RIBA East Midlands 2021 Award Winners

Stonecrop 4062 James Brittain WEBIMAGE 4 Stonecrop 4062 Tim Brotherton WEBIMAGE 6
RIBA East Midlands Project Architect of the Year, Building of the Year, Sustainability Award and Regional Award 2021

Stonecrop

Architect - Iris Papadatou / Featherstone Young
Client - Private

Stonecrop is a sustainable, confident and playful house set amongst thoughtful and sensitive landscaping on a backland site in a village setting in Rutland.

The house design places sustainability at its heart. Most of the time only two people will occupy the house, but the clients wanted to allow it to ’expand’ to host guests and family. A clever two-wing strategy has been applied. This strategy means the house works well when only two people are in residence, with a discrete second wing that can be opened up and heated when family and friends visit.

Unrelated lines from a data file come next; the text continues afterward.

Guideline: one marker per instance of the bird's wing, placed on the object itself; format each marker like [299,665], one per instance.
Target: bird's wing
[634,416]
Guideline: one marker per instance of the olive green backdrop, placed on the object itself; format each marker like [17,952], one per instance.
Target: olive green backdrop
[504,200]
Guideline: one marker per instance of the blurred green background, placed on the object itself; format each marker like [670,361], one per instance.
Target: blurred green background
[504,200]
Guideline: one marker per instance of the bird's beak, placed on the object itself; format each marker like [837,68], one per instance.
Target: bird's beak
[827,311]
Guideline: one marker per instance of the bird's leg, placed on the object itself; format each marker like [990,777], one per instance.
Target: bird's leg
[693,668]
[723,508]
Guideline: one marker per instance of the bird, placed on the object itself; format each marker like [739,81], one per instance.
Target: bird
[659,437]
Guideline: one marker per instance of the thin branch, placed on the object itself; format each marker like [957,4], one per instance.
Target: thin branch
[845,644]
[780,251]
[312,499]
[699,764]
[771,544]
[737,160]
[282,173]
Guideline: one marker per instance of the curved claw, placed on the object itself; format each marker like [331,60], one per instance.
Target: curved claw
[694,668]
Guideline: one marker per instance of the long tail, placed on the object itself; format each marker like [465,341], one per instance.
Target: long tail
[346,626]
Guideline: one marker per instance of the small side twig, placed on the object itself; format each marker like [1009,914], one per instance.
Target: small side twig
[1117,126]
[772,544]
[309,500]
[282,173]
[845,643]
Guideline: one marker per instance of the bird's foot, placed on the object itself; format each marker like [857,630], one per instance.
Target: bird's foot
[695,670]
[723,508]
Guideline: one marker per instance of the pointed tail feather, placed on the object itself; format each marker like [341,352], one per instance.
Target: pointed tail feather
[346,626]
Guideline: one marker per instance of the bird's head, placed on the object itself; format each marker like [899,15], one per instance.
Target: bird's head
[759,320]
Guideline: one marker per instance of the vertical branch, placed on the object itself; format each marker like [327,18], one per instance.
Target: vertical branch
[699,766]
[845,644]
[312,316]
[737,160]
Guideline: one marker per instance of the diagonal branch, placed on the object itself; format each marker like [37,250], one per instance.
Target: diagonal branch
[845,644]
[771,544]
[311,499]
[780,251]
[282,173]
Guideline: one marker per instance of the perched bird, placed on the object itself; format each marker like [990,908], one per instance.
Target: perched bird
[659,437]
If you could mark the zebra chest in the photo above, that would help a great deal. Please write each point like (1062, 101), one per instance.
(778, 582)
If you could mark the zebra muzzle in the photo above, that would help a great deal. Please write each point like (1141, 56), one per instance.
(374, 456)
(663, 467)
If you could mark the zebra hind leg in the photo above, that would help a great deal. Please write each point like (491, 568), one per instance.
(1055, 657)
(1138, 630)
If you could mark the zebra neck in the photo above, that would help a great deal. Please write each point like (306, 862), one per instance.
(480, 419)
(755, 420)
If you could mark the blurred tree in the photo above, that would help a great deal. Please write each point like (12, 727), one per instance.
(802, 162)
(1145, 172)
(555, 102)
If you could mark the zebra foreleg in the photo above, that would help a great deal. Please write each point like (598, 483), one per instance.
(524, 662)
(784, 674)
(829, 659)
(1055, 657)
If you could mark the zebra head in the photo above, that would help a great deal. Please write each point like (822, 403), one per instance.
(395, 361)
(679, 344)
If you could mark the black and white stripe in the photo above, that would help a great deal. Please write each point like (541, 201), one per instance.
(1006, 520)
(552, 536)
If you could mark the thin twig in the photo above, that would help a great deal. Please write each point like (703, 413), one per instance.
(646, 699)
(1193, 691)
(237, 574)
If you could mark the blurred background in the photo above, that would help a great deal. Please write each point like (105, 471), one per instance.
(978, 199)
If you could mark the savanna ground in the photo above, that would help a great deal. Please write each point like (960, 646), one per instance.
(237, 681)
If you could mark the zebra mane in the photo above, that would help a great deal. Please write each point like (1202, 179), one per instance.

This smaller ‘guest wing’ has a striking curved green roof that rises up and appears to float into the landscape. While the main house starts with a humble entrance, the rear façade emerges through the site to a surprising glass wall of over 5m, addressing a wildflower meadow designed by their landscape architect neighbour. The two wings wrap around a central courtyard, apparently swirling out of the ground together.

There were joyful hidden moments: a secret stair to the mezzanine study and the bedroom; a flight of craggy stone projecting from the western facade; and a room cantilevering into the trees.

Local Clipsham limestone was used alongside timber, green roofs and dry-stone walling. Sustainability was evidently a priority for the project which far surpassed the RIBA 2030 Climate Challenge targets. The large overhang to the south facade provides passive solar shading, while coils for a ground source heat pump are laid under the beautiful wildflower meadow. Natural ventilation is provided by the central courtyard and the interior environment is tempered via a MVHR system.

The huge, open-plan volume could have felt unhomely and cold, but the undulating panelled timber roof acts to unify the disparate spaces. Areas are delineated by large panels of joinery that help to define or enclose certain aspects.

It is a bold and brave house, full of inventiveness and fun.